To make the dough: In a small saucepan over medium low heat add the milk and butter. Stir until the butter has melted and remove from heat. Let stand until luke warm temperature.
In a large mixing bowl whisk together 2¼ cups flour, yeast, sugar, and salt. Add to the stand mixer with dough hook attached. (You can also make this by hand, just knead until smooth once all of the ingredients are added.) Add the egg and water and mix until just starting to combine. Slowly add in the milk mixture and 1 cup of flour until the dough starts to form and become smooth. Let the dough rest for 10 minutes.
To make the caramel glaze: In a medium saucepan add the butter and melt over medium heat. Stir in the brown sugar, karo syrup, and heavy cream. Stir in the pecans. Spread the mixture into the bottom of your greased 9x13 inch pan.
On a lightly floured surface, roll the dough into a large 9×15 square. About ¼-1/2 inch thick.

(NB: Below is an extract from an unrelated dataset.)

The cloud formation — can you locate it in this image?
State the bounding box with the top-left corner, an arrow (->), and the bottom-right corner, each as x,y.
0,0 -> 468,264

To make the filling: In a small bowl combine the cinnamon, brown sugar, and melted butter. Spread evenly on the dough keeping it about 1/2 inch from the edges.
Roll up the 15 inch side into a log and pinch the seams. Cut into 9-12 slices depending on how thick you want your cinnamon rolls. Place in a greased 9×13 inch pan and cover with a damp cloth and let rise for 15 minutes.
Preheat oven to 375 degrees. Bake for 25 minutes or until just golden brown on the tops.